10 Il fait passer les ruisseaux au travers des rochers fendus, et son œil voit tout ce qui [y] est de précieux.
In de rotsstenen houwt hij stromen uit, en zijn oog ziet al het kostelijke.
11 Il arrête le cours des rivières, et il tire dehors et expose à la lumière ce qui est caché.
Hij bindt de rivier toe, dat niet een traan uitkomt, en het verborgene brengt hij uit in het licht.
12 Mais d'où recouvrera-t-on la sagesse? et où est le lieu de l'intelligence?
Maar de wijsheid, van waar zal zij gevonden worden?

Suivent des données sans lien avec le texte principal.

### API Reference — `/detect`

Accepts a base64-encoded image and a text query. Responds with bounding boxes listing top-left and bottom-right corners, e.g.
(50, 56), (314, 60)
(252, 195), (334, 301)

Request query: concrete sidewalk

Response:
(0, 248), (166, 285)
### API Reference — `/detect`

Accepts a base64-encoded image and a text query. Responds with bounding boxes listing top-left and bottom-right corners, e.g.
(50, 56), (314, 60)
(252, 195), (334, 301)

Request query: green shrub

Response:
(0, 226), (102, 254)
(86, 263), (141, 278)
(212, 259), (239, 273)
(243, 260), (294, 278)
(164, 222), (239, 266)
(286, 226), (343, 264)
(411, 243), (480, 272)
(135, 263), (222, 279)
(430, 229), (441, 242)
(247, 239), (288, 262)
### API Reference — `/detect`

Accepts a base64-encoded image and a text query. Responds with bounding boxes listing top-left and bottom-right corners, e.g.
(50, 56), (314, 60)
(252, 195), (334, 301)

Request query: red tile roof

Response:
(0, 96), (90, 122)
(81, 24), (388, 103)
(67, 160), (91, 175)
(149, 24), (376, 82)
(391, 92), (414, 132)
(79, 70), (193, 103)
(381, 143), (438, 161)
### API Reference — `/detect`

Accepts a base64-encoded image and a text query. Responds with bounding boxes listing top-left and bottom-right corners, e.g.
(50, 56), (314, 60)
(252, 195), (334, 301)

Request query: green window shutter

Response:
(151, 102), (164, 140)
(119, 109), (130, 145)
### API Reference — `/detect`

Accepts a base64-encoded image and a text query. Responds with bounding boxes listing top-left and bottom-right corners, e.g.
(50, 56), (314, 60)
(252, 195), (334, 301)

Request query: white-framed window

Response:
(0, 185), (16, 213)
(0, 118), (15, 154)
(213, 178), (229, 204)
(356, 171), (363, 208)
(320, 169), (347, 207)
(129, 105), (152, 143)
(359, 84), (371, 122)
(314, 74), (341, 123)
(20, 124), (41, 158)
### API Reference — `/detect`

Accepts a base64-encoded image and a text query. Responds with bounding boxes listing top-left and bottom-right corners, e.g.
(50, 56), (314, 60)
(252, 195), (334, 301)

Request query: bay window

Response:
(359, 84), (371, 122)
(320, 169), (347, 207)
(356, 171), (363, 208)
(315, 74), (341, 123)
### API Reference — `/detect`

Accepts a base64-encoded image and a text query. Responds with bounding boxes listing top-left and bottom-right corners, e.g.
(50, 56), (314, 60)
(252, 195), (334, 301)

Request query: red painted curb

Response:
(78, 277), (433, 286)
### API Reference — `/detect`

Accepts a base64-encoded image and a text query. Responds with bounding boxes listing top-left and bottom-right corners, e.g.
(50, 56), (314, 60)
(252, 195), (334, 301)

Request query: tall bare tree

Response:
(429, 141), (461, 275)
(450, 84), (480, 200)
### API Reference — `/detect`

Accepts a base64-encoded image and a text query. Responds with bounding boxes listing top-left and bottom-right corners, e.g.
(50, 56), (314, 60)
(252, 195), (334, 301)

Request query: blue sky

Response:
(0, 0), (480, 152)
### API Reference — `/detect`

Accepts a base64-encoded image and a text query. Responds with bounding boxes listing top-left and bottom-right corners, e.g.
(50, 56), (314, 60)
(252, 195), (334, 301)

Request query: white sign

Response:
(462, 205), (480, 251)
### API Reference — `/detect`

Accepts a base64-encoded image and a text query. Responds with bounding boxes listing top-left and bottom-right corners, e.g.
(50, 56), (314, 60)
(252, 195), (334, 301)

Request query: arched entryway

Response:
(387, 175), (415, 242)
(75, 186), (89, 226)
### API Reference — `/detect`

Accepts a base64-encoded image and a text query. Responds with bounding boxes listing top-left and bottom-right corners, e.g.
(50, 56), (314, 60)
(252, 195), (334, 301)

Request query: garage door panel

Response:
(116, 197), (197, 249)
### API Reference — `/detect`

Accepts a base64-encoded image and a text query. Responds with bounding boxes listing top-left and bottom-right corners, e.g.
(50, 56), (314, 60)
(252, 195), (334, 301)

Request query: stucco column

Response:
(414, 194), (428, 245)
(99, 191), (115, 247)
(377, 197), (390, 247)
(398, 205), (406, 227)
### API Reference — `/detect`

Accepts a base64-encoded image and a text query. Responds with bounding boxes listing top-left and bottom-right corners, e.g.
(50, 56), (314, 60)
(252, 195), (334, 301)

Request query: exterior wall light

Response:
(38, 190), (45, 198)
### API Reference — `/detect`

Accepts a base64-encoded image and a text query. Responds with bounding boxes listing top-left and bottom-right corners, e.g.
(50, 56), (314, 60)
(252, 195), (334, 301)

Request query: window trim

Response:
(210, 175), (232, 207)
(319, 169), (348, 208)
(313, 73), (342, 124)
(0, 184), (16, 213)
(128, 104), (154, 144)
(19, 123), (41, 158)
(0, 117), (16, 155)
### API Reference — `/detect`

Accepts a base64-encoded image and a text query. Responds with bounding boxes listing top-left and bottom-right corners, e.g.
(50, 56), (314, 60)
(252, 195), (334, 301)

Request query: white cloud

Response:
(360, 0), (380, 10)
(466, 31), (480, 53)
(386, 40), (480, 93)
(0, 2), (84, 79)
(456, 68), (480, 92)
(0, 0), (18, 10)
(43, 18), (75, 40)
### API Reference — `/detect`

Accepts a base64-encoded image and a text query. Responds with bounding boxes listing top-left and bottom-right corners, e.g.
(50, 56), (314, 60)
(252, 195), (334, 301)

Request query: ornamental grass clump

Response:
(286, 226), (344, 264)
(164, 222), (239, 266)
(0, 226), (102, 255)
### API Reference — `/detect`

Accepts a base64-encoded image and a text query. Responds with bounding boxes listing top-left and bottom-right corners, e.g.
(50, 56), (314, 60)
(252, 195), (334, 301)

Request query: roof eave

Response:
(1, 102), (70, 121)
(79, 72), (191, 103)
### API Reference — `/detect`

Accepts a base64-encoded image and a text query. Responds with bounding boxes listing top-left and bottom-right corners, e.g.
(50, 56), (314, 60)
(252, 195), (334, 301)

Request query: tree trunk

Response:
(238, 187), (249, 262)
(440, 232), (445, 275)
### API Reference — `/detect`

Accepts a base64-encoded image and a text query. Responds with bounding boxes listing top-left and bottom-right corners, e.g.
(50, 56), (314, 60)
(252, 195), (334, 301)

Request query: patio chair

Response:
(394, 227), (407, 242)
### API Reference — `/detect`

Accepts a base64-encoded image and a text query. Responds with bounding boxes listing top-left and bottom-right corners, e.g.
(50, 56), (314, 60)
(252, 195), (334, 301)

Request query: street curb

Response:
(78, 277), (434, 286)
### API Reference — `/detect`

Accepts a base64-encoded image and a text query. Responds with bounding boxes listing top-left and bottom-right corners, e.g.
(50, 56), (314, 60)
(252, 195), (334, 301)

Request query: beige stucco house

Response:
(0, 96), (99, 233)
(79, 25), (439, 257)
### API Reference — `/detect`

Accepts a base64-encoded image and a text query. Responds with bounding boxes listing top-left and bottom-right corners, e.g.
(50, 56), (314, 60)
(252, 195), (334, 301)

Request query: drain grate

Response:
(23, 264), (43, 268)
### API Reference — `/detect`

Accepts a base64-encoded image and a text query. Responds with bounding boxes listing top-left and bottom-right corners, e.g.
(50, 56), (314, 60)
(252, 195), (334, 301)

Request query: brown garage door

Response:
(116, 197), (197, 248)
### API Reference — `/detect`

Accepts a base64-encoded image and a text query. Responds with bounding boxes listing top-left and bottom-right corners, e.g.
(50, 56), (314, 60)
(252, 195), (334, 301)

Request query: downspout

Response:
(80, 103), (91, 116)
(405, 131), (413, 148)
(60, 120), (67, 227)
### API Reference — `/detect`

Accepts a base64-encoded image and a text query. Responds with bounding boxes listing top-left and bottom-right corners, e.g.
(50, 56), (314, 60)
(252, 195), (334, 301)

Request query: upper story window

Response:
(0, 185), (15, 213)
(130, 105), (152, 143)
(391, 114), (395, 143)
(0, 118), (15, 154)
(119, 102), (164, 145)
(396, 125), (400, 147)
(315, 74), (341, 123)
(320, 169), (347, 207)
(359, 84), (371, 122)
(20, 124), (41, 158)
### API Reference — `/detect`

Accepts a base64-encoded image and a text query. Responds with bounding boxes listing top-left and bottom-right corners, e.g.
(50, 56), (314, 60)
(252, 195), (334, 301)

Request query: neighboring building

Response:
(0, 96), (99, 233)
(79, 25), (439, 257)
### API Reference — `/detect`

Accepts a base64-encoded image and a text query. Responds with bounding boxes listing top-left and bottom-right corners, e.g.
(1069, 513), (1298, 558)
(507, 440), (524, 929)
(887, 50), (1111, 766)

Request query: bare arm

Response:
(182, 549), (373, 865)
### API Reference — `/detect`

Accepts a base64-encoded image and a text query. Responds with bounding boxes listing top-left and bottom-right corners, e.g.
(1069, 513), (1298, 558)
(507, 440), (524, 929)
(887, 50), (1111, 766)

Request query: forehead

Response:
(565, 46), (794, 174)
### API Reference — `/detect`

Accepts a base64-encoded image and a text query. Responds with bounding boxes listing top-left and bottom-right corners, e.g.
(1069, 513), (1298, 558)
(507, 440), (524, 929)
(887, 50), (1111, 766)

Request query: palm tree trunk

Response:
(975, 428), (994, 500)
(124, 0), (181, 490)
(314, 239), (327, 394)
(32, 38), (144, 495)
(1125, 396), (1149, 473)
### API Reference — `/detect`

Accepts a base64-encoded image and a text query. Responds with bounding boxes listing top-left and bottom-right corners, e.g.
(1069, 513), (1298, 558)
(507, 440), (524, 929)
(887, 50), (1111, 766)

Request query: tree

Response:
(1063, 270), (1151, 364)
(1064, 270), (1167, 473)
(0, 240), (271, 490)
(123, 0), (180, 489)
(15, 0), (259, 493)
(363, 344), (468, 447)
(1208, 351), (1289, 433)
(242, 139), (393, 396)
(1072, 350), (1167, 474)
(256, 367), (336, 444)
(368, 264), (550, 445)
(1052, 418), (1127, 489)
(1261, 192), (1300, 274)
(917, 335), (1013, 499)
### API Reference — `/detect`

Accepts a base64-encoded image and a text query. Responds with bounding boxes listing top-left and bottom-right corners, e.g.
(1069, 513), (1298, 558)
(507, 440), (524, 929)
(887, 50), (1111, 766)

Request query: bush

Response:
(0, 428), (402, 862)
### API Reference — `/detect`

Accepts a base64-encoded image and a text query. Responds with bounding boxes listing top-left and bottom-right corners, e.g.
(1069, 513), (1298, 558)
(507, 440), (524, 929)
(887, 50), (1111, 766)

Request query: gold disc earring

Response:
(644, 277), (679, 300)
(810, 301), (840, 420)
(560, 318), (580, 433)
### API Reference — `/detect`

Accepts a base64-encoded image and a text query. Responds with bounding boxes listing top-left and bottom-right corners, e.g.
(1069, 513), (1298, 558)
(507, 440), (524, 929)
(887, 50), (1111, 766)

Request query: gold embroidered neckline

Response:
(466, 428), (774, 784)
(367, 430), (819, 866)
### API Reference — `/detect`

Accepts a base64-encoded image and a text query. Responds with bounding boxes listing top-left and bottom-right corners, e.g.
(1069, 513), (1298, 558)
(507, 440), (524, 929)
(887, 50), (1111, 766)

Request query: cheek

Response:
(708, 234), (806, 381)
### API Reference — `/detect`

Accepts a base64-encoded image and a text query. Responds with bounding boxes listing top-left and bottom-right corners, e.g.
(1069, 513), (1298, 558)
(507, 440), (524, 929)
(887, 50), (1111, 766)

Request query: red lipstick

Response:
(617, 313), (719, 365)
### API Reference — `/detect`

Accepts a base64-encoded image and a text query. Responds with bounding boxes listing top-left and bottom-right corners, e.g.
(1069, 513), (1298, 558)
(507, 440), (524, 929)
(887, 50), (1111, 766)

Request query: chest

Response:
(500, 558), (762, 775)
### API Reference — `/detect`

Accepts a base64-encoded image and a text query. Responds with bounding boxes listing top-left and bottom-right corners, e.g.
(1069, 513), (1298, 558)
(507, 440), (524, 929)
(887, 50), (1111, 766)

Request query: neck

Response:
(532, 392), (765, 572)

En waar is de plaats des verstands?
13 L'homme ne connaît pas sa valeur, et elle ne se trouve pas dans la terre des vivants.
De mens weet haar waarde niet, en zij wordt niet gevonden in het land der levenden.
14 L'abîme dit: Elle n'est pas en moi; et la mer dit: Elle n'est pas avec moi.
De afgrond zegt: Zij is in mij niet; en de zee zegt: Zij is niet bij mij.
15 Elle ne se donne point pour du fin or, et elle ne s'achète point au poids de l'argent.
Het gesloten goud kan voor haar niet gegeven worden, en met zilver kan haar prijs niet worden opgewogen.
16 On ne l'échange point avec l'or d'Ophir, ni avec l'Onyx précieux, ni avec le Saphir.
Zij kan niet geschat worden tegen fijn goud van Ofir, tegen den kostelijken Schoham, en den Saffier.
17 L'or ni le diamant n'approchent point de son prix, et on ne la donnera point en échange pour un vase de fin or.
Men kan het goud of het kristal haar niet gelijk waarderen; ook is zij niet te verwisselen voor een kleinood van dicht goud.
18 Il ne se parlera point de corail ni de pierre précieuse; et le prix de la sagesse monte plus haut que celui des perles.
De Ramoth en Gabisch zal niet gedacht worden; want de trek der wijsheid is meerder dan der Robijnen.
19 La topaze d'Ethiopie n'approchera point de son prix, et elle ne sera point échangée contre le pur or.
Men kan de Topaas van Morenland haar niet gelijk waarderen; en bij het fijn louter goud kan zij niet geschat worden.
20 D'où vient donc la sagesse? et où est le lieu de l'intelligence?
Die wijsheid dan, van waar komt zij, en waar is de plaats des verstands?
21 Elle est couverte aux yeux de tout homme vivant, et elle est cachée aux oiseaux des cieux.
Want zij is verholen voor de ogen aller levenden, en voor het gevogelte des hemels is zij verborgen.
22 Le gouffre et la mort disent: Nous avons entendu de nos oreilles parler d'elle.
Het verderf en de dood zeggen: Haar gerucht hebben wij met onze oren gehoord.
23 C'est Dieu qui en sait le chemin, et qui sait où elle est.
God verstaat haar weg, en Hij weet haar plaats.
24 Car c'est lui qui voit jusqu'aux extrémités du monde, et qui regarde sous tous les cieux.
Want Hij schouwt tot aan de einden der aarde, Hij ziet onder al de hemelen.
25 Quand il mettait le poids au vent, et qu'il pesait les eaux par mesure;
Als Hij den wind het gewicht maakte, en de wateren opwoog in mate;
26 Quand il prescrivait une loi à la pluie, et le chemin à l'éclair des tonnerres;
Als Hij den regen een gezette orde maakte, en een weg voor het weerlicht der donderen;
27 Alors il la vit, et la manifesta; il la prépara, et même il la sonda jusqu'au fond.
Toen zag Hij haar, en vertelde ze; Hij schikte ze, en ook doorzocht Hij ze.
28 Puis il dit à l'homme: Voilà, la crainte du Seigneur est la sagesse, et se détourner du mal c'est l'intelligence.
Maar tot den mens heeft Hij gezegd: Zie, de vreze des HEEREN is de wijsheid, en van het kwade te wijken is het verstand.